Although the details vary from province to province, all OHS laws require employers to extend some degree of co-operation to government officials when they investigate the workplace after an accident. In addition to directly violating the OHS law, an employer’s failure to co-operate arouses suspicions and makes a bad situation worse. On the other hand, the duty to co-operate is a vague concept without clearly defined boundaries. Consequently, employers who mean well might do things that inadvertently violate the duty to co-operate and thus subject themselves to liability for hindering or obstructing an investigation.
Consider the following scenario: An accident occurs at your workplace. An OHS official shows up to investigate. It soon becomes clear that the official is inexperienced or inept. Or maybe youmjust have grave misgivings about the way the official is handling the investigation. For example, you notice that the official is mishandling a piece of sensitive equipment. The equipment is a key piece of evidence and if it breaks it’ll harm the investigation. So you take it upon yourself to
correct the problem, for example, by removing the equipment to a safe location before it breaks. While you may think that you’re coming to the aid of an incompetent official, what you’re actually doing is exposing your company to the risk of liability for obstructing an OHS investigator.
Refinery Fined $10,000 for Obstruction
A New Brunswick oil refinery learned this lesson the hard way. The province’s Workplace Health and Safety Compensation Commission began an investigation of the refinery after a worker was killed on the job. The investigating officer suspected that a leveling cylinder from a man lift was the cause of the accident. He removed the cylinder and took it to a machine shop off the site of the refinery for testing. The cylinder was stored in a plastic tote box and secured with two locks.
The refinery general manager and construction site manager had concerns about the conduct of the investigation, especially the testing of the cylinder. They feared that further testing would destroy the cylinder. They also worried that somebody might steal or damage it. They were concerned because the cylinder was a key piece of evidence in the lawsuits over the worker’s death. They also knew that there were many parties involved in the litigation who had an interest in preserving the cylinder, including the refinery, the manufacturer, distributor and the company that leased the man lift containing the cylinder.
So, without telling the inspecting officer, the managers decided to remove the cylinder from the machine shop and take it back to the refinery where they could keep an eye on it. When the investigator found out what happened he became enraged and demanded the cylinder back immediately. The company complied and the cylinder was unharmed. But the Crown charged the refinery with obstruction and delay of anOHS investigator (under Section 33(a) of the New Brunswick OHS Act). The court ruled that removing the cylinder without permission obstructed the investigation.

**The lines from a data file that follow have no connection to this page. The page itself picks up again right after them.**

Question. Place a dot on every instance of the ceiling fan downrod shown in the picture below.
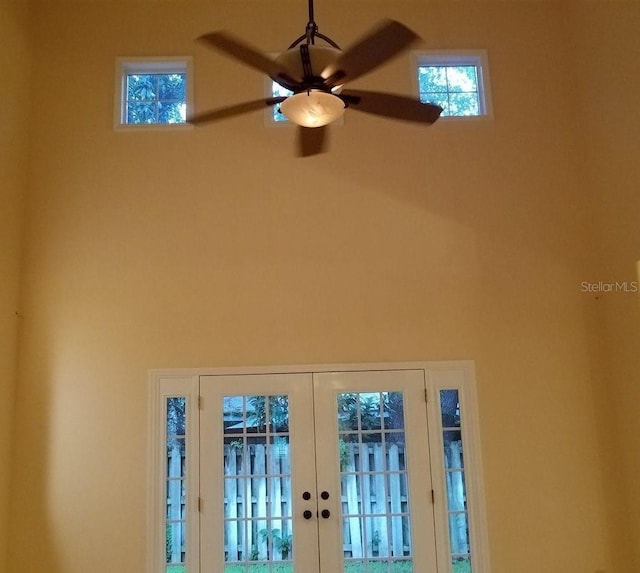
(311, 32)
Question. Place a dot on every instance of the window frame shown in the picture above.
(449, 375)
(477, 58)
(150, 65)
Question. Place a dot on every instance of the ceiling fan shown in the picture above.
(316, 75)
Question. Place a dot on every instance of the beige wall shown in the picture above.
(14, 127)
(215, 247)
(612, 166)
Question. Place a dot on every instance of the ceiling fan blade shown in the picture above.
(249, 55)
(233, 110)
(391, 105)
(312, 140)
(382, 43)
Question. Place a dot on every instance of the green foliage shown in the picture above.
(454, 88)
(156, 98)
(281, 542)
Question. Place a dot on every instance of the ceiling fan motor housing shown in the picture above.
(320, 57)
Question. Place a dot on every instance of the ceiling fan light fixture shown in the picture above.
(312, 108)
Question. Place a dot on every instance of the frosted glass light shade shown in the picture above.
(314, 108)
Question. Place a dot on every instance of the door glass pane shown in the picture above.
(374, 486)
(258, 532)
(455, 481)
(175, 492)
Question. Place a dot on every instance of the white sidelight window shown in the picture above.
(356, 469)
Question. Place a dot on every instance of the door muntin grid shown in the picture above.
(374, 482)
(257, 523)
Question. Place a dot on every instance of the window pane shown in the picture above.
(432, 79)
(463, 104)
(455, 480)
(141, 87)
(175, 484)
(462, 79)
(141, 113)
(455, 88)
(277, 90)
(152, 98)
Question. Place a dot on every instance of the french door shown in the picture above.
(315, 473)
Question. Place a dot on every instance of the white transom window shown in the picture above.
(456, 81)
(152, 92)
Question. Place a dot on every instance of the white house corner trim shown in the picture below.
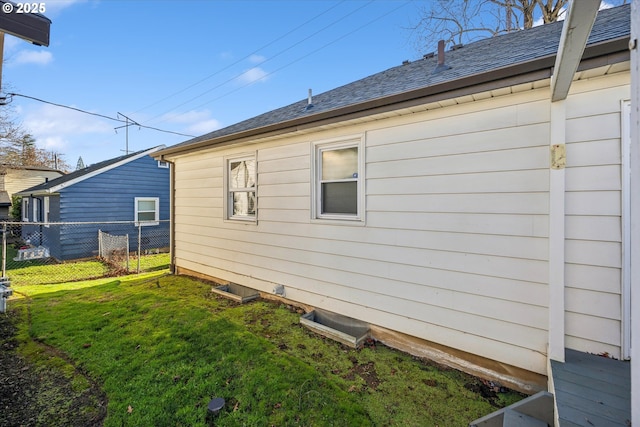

The refinery said the managers didn’t mean any harm and that they were just trying to help.The investigator, the refinery claimed, was inexperienced and didn’t know what he was doing. Removing the cylinder was a good deed intended not to hinder but to help the investigation and keep the cylinder from being destroyed. But the court wasn’t buying it. A company can’t unilaterally assert control over an OHS investigation once it’s started because it’s unhappy with how it’s proceeding and thinks it
can “do it better,” the court explained. The court thus fined the refinery $10,000 [R. v. Irving Oil Ltd.].
The Right Way to Express Concerns
The moral of the New Brunswick case is that you and your staff need to be aware of the duty to cooperate. That means you must step back and let OHS investigators handle the investigation, even if you think they’re making a botch of the job. But while it bans you from doing anything to assert control over or compromise the integrity of the investigation, the duty to co-operate with an investigator does not require you to sit idly by and do nothing. If you have concerns or complaints over how the investigation is being conducted, you may:
Tell the investigator. The New Brunswick court in the Irving Oil case above acknowledged that “any citizen who feels, during the course of an investigation, under whatever legislation, that something is amiss, can very well bring that to the attention of the investigating officers to the point where in fact something which may have been overlooked is corrected.”
Tell the agency. You can also go over the investigator’s head and speak directly to an official from the government agency doing the investigation.
Speak to a lawyer. Last, but not least, you can and should talk to your lawyer any time you’re subject to an OHS investigation. You should also tell staff to raise any concerns they might have about an investigation with their supervisor or the company’s lawyer rather than confront a government official directly.
Show Your Lawyer
R. v. Irving Oil Ltd., N.B.J. No. 515, Nov. 7, 2001.